Acknowledge/ignore a nagios alert for X min/hrs/days

monitoringnagios

I have a Nagios service which has correctly noticed a problem. I am running a command on that machine that will fix that problem. However it will take a few hours to run. Until then it is still (correct) detected by Nagios as a problem. I can "acknowledge" the problem and I won't get notifications again, but if there is a problem with my clean up command, I won't know about it unless I remember to recheck.

Is there anyway to "acknowledge" a nagios problem for a certain amount of time? And after that time, if it's still a problem, to send a nagios alert as per normal? Sort of a "Ignore this problem for the next X mins/hours/days"? a "snooze" button for a nagios problem?

Best Answer

Yes, that's called downtime. To quote from the documentation:

When a host or service is in a period of scheduled downtime, Nagios Core will not allow normal notifications to be sent out for the host or service. However, a "DOWNTIMESTART" notification will get sent out for the host or service, which will serve to put any admins on notice that they won't receive upcoming problem alerts.
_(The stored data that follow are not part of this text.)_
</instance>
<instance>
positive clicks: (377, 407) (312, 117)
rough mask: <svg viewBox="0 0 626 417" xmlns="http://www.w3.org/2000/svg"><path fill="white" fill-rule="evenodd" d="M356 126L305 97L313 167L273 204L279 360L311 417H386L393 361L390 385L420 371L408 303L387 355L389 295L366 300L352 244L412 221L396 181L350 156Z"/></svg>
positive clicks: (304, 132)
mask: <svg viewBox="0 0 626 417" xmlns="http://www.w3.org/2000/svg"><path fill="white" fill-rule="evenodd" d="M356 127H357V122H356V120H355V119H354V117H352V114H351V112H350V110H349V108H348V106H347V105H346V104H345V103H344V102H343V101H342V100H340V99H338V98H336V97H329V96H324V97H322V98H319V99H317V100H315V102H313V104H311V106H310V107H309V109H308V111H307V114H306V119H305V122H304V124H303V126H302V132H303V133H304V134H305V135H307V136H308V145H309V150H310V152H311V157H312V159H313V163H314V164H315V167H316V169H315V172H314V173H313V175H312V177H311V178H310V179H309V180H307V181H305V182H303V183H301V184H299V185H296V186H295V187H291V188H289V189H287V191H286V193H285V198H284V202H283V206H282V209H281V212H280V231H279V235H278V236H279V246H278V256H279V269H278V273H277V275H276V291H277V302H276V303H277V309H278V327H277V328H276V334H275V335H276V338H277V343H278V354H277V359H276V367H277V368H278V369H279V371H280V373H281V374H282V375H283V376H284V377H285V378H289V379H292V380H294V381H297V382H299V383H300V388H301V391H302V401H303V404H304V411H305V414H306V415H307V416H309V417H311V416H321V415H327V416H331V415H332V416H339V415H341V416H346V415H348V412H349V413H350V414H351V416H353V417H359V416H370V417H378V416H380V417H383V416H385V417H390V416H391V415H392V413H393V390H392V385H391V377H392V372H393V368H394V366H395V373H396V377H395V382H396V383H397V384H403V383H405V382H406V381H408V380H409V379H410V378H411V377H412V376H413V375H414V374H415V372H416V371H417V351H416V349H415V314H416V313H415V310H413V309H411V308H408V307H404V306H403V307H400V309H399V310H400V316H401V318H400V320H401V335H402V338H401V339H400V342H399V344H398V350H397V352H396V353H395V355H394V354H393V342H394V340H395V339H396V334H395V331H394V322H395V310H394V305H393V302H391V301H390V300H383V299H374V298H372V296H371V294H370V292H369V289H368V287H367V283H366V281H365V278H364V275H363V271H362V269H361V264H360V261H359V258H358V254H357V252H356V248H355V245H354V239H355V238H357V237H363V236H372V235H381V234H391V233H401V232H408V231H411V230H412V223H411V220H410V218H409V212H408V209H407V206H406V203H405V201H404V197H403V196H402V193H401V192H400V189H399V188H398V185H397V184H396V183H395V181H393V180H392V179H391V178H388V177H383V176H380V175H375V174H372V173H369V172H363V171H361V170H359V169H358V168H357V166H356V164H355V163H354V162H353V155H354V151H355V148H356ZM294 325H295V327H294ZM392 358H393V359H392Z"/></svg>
When the scheduled downtime is over, Nagios Core will allow normal notifications to be sent out for the host or service again. A "DOWNTIMEEND" notification will get sent out notifying admins that the scheduled downtime is over, and they will start receiving normal alerts again.

There are two variants of downtime:

  • Fixed downtimes start and end at the exact times you specify
  • Flexible downtimes start as soon as the service enters a failed state (but after the specified start time) and last for a fixed duration (but not longer than the specified end time)

In this case you would want a fixed downtime with start time now and end time the expected completion of your command.